Des objectifs contradictoires

Tout d’abord, il est – inquiétant que le Parlement n’ait disposé que de 30 heures pour débattre de cette loi ambitieuse ; qui couvre elle-même des thèmes aussi divers que l’isolation des bâtiments, la pollution de l’air et la propreté des transports, le développement des énergies renouvelables, la gestion des déchets, ou la sûreté nucléaire. Considérant le volume du texte, il est difficile de passer en revue de manière exhaustive l’intégralité de la loi.
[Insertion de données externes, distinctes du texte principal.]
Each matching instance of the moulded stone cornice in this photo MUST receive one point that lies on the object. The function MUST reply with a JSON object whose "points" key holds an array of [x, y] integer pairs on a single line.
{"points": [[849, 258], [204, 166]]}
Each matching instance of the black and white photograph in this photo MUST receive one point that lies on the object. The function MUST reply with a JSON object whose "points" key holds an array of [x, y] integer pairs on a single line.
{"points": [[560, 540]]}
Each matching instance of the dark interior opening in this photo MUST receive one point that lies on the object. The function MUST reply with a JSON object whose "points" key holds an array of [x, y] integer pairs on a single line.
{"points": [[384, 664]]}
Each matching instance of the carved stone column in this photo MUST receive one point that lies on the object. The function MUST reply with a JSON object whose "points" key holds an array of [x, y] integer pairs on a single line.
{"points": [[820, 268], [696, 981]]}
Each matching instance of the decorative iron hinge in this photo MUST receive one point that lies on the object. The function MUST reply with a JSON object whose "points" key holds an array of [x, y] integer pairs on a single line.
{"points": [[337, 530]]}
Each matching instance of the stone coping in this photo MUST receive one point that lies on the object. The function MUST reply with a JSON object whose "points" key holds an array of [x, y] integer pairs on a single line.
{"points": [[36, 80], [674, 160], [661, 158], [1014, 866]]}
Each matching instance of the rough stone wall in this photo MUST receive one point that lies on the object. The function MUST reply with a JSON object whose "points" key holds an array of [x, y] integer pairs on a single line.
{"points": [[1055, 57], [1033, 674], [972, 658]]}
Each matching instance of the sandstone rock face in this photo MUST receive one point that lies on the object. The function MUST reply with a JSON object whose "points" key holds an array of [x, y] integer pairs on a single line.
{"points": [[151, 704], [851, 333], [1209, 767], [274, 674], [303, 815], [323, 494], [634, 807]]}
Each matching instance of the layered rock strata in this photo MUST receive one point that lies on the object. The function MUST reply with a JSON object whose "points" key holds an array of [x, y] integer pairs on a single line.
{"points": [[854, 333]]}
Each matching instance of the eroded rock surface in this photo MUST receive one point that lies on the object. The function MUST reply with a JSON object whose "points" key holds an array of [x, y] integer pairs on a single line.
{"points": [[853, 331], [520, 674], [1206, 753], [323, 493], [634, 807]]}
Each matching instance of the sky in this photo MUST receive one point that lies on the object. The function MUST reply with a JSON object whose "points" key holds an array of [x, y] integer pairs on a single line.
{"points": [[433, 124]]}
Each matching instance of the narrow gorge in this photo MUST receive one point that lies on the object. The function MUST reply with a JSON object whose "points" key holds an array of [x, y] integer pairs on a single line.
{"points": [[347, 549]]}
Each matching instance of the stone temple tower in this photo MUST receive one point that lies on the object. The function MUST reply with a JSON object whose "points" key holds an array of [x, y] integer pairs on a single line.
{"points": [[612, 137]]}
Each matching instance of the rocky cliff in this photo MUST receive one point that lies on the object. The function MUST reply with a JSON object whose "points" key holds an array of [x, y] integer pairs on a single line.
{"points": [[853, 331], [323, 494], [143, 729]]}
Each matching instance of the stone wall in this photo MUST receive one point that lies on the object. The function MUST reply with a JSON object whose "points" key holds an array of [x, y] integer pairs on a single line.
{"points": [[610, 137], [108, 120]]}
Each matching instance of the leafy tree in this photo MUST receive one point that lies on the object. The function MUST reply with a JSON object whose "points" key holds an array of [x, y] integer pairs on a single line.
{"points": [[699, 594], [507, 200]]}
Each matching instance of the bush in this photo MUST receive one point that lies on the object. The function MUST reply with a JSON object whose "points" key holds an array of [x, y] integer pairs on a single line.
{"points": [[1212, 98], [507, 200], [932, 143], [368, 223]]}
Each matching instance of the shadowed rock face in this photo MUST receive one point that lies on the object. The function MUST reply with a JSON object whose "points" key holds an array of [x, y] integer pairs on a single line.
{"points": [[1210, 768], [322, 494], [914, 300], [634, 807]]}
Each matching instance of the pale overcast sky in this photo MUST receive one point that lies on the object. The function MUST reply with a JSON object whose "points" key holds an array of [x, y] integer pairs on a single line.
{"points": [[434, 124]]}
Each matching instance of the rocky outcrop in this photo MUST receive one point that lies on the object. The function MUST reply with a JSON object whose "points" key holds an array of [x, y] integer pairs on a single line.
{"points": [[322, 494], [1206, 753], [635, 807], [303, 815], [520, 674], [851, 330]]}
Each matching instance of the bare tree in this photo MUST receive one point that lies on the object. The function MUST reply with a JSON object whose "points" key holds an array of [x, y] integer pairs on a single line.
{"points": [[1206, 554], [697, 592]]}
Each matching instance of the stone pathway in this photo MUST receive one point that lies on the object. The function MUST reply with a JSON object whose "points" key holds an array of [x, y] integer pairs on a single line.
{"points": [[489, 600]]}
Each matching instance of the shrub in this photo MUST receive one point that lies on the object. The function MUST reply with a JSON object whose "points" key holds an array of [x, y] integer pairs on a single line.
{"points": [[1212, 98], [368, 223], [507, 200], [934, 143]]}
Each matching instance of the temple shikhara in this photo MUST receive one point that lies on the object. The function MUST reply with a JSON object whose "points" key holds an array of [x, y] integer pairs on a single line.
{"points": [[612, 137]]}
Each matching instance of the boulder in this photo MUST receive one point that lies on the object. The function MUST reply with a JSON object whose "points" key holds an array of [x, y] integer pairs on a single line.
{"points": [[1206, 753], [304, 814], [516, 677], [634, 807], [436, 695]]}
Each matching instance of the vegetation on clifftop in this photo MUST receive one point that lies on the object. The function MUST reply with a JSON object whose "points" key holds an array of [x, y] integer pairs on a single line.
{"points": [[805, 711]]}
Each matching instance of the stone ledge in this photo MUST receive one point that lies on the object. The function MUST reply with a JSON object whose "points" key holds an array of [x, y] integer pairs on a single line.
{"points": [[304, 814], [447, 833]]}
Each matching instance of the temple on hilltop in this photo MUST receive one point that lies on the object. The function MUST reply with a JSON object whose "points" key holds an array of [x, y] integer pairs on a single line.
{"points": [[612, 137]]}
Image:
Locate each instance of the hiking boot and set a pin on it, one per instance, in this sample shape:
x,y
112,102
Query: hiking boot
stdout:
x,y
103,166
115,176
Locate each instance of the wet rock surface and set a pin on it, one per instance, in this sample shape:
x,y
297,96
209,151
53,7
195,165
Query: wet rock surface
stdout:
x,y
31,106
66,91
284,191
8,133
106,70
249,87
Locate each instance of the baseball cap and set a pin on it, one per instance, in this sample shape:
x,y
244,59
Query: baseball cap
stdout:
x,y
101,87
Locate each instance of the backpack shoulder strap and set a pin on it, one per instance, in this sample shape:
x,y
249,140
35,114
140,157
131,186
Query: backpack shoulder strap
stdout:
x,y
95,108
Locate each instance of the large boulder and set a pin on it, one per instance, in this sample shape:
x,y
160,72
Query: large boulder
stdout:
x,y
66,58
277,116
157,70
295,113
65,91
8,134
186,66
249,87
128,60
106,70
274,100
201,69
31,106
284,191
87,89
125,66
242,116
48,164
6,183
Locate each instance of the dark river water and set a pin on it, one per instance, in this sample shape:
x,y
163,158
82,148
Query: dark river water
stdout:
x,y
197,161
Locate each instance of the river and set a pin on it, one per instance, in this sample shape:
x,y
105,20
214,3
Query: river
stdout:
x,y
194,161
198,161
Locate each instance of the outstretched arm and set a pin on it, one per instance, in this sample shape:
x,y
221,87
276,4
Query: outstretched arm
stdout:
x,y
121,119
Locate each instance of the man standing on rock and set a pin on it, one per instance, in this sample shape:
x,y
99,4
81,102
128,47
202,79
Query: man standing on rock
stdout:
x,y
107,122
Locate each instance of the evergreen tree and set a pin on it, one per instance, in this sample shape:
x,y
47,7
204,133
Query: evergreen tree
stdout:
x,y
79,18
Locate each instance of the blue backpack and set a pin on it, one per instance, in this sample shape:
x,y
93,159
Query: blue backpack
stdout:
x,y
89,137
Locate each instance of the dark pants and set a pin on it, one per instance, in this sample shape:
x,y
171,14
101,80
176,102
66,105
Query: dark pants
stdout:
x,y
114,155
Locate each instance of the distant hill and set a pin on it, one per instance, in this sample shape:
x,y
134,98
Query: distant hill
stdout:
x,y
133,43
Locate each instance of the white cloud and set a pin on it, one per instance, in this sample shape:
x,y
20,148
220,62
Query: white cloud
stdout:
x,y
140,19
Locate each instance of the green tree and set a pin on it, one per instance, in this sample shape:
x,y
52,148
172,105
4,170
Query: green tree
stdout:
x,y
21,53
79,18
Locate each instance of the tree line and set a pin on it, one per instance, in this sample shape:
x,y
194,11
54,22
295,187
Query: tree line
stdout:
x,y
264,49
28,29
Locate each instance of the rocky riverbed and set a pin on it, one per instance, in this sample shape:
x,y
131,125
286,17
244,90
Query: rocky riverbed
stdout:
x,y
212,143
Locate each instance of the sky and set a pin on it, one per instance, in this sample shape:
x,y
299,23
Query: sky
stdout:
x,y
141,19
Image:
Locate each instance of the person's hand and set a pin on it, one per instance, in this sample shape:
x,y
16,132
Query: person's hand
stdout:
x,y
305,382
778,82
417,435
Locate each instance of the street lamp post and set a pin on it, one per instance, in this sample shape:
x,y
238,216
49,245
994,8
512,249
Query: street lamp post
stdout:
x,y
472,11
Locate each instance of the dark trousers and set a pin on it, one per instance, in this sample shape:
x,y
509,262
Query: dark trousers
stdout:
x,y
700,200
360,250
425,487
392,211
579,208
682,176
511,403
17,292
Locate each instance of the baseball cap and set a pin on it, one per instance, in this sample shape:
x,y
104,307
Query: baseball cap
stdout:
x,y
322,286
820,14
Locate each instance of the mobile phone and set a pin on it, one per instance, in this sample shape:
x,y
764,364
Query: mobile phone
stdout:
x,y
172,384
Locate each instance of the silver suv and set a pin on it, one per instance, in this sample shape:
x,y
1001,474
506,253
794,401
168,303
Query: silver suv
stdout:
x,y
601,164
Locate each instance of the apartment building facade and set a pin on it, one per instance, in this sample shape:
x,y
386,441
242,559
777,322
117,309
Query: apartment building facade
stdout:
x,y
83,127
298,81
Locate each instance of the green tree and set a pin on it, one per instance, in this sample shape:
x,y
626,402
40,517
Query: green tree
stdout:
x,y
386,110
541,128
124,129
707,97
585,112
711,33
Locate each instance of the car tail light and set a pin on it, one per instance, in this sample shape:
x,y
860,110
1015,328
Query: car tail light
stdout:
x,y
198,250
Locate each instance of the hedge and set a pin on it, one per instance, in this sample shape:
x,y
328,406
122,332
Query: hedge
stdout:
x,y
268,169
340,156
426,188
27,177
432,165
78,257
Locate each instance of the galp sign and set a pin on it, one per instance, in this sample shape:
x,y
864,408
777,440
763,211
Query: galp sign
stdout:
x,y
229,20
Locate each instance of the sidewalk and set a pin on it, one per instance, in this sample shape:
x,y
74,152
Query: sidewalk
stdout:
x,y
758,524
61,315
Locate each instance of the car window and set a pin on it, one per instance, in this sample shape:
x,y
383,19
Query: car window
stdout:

Pourtant dès les premiers articles, on se rend compte que cette loi aura un impact majeur, dans la mesure où tous les décrets d’application sur le coût de l’énergie en France seront rapidement publiés.

Ainsi modifié, le code de l’énergie dispose désormais que la politique énergétique :

– favorise, grâce à la mobilisation de toutes les filières industrielles, notamment celles de la croissance verte, l’émergence d’une économie compétitive et riche en emplois, à la fois sobre et efficace en énergie et en consommation de ressources et de carbone ;
– assure la sécurité d’approvisionnement et réduit la dépendance aux importations ;
– maintient un prix de l’énergie compétitif et attractif sur le plan international, tandis qu’elle permet de maîtriser les dépenses en énergie des consommateurs ; garantit la cohésion sociale et territoriale, en assurant un droit d’accès de tous à l’énergie sans coût excessif pour les ressources des ménages ; lutte contre la précarité énergétique ».

A trop vouloir en faire, on aboutit à un texte dont les objectifs sont contradictoires. Comment, en effet, maintenir le prix de l’énergie attractif, en réduisant d’un quart, d’ici à 2025, la part du nucléaire dans l’offre énergétique (de 75 à 50 %), par la substitution des énergies renouvelables ?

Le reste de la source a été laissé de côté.